Hero Image
- Fawk

Highest 2 Lowest (2025)

When the news broke that Spike Lee and Denzel Washington were reuniting, I imagine half of New York felt that pulse of anticipation: the sort of glee you reserve for a holiday, or spotting Brando’s name in a cast list again. What could go wrong with this pairing? Everything, it turns out—at least, in that most poignant way of contemporary American filmmaking, where the result is less artistic combustion and more accidental kitchen sink fire.

Highest 2 Lowest arrives with a neon banner of expectations: it’s an English-language remake of Kurosawa’s peerless High and Low, now parachuted into the Brooklyn music business, and helmed by a director who’s never met a camera move—or, for that matter, a “message”—he didn’t want to jazz up. When you read the logline—kidnapping, high stakes, Denzel in the heart of the rap industry—you think of thrills, intrigue, an atom-bomb of a moral crossroads. But Spike’s latest is a sampler platter of moods and misfires, with every sequence chasing its own tail, some moments sticking only because they’re so bizarre you want to ask for a replay.

For every pleasure here (and yes, there are a few—there always are, with these men), there are two flubs. The entire first hour feels like residency at the DMV: endless, deadening, and punctuated by snatches of dialogue so arch and soggy you wonder if Spike Jackson Pollock-ed the script across the page. The score, a hodgepodge of elevator jazz and shuffling iPod randomness, is laid over scenes so indifferently that you spend the film’s first half amused at your own confusion. Why, Spike, does a face-off over a child’s life sound like halftime on a cruise ship?

It wants to say things about the industry—the self-insert director critiquing the scene, the capital swirling, fathers disappointing sons with equal measures of neglect and cash. The resemblance to Megalopolis is more than passing: here, the mirror held up to the business is less Orson Welles than TikTok in echo, but at least the self-insert (for once) is likable, and Spike spaces the self-serious grandstanding with some welcomed goofiness.

Still, good luck surviving the film’s opening traipse through plot and personality. The supporting cast (minus an underused Ice Spice and the ever-reliable Dean Winters) delivers performances so wooden they could be thrown on a fire in Prospect Park. Denzel, somehow, cuts through this with the vigor of an actor half his age—he banters and broods with that slow-burn charisma, his eyes perpetually scanning for an angle, and it's only when A$AP Rocky arrives that his energy finally finds a dance partner. Suddenly, you sense what the movie wants to be: part heist, part redemption, part pop musical, held together by spit and surprise.

The subway ransom scene is a rare, electric jolt—Spike’s camera finally remembering it can move with urban music, the cross-cutting frenetic without tipping into chaos. It makes you lament anew the rest of the picture: if only the runtime didn’t sag like an overburdened bridge, or the tone didn’t swing from social critique to Sunday cartoon, maybe Highest 2 Lowest would live up even halfway to its inspirations. There are fun moments—especially in Denzel and Rocky’s first real face-off, and the handover sequence crackles with the comic-book energy of Inside Man—but these highlights vanish into an endless parade of limp filler and tonal lurches.

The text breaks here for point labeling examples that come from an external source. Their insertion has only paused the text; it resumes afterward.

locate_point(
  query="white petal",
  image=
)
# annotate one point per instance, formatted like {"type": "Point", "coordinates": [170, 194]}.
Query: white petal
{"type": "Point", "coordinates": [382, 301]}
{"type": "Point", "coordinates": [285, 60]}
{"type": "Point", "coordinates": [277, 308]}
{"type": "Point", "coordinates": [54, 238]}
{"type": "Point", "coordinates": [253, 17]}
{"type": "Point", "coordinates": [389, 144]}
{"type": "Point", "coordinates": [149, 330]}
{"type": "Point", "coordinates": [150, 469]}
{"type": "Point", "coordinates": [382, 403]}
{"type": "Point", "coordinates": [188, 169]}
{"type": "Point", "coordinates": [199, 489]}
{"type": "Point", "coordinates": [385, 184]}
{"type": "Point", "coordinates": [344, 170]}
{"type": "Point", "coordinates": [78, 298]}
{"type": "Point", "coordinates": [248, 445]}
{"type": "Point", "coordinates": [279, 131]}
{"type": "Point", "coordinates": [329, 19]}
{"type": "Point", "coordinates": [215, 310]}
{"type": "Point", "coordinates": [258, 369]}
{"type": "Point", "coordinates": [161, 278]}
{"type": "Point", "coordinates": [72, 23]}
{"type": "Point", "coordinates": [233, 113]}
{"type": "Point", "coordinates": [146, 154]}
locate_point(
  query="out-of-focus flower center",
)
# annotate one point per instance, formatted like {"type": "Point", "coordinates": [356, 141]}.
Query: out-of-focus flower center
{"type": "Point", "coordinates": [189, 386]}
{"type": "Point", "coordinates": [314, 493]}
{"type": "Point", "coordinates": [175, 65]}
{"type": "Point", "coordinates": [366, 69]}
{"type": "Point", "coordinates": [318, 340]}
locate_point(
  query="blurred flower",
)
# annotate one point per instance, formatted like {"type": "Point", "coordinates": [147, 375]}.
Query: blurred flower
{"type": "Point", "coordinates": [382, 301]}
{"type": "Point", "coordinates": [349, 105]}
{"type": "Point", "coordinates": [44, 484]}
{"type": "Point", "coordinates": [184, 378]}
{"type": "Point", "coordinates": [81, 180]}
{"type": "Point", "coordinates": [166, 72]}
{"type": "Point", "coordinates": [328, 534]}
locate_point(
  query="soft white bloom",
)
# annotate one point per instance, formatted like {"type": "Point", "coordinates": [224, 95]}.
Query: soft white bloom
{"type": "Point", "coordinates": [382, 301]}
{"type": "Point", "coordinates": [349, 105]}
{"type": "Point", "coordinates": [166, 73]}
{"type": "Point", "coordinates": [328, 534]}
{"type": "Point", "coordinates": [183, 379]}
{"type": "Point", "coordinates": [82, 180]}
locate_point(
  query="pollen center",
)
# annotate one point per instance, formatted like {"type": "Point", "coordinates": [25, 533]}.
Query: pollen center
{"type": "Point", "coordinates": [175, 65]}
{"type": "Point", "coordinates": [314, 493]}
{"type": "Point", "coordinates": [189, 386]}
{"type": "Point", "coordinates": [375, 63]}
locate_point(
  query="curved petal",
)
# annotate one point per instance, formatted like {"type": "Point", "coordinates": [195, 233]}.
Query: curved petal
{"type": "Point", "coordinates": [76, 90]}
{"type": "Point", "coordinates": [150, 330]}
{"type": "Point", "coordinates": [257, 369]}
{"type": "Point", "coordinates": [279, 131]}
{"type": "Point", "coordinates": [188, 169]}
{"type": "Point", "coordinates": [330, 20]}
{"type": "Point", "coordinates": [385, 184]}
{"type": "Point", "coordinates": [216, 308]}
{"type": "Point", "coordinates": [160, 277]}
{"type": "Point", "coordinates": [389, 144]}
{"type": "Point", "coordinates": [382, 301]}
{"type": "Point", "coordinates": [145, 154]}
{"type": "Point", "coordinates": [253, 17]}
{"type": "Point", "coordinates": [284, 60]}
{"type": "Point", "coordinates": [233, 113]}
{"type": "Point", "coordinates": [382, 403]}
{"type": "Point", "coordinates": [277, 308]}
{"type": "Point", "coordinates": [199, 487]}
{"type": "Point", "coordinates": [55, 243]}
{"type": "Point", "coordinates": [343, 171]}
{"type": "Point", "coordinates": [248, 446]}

What’s frustrating is not just that this is the latest in the Hollywood Referendum on Pointless Remakes—though it is, resoundingly—but that the scattershot pleasures convince you it could have worked, given even a modicum of editing discipline and some actual restraint. The ransom handoff, for instance, is as exhilarating as anything Spike’s filmed since 25th Hour, so why does the film keep returning to its most stultifying, talky set-pieces as if it’s sleepwalking?

And let me be generous: A$AP Rocky’s scenes supply the film with more joy—and reckless charisma—than I could reasonably have anticipated. He gets to be the mythic foil the rest of the film prevaricates about, and his final confrontation with Denzel is the kind of pulpy, unlikely spectacle I didn’t know I was missing from summer movies. At least the original song works—somehow fresher than most of the film around it.

But for all the flashes of fun, the mediocrity burrows in. The first hour is nearly unwatchable; the acting manages to underperform even when no one is being asked for much; many of the “high” notes (pun intended) are drowned in self-sabotage. There’s an infectious likeability here, true, and an idea or two that still sing. But mostly, this is a tonally confused, wearisome muddle—Pointless Remake #209—padded far past its breaking point. If I could pay Spike Lee $17.5 million to stop using the soundtrack the way a toddler plays with their mom’s phone, I would. As it is, Highest 2 Lowest coasts along on Denzel’s relentless warmth and the strains of a couple sharp scenes, doomed to the lower rungs of its director’s filmography, neither high nor low—merely lost, somewhere in between.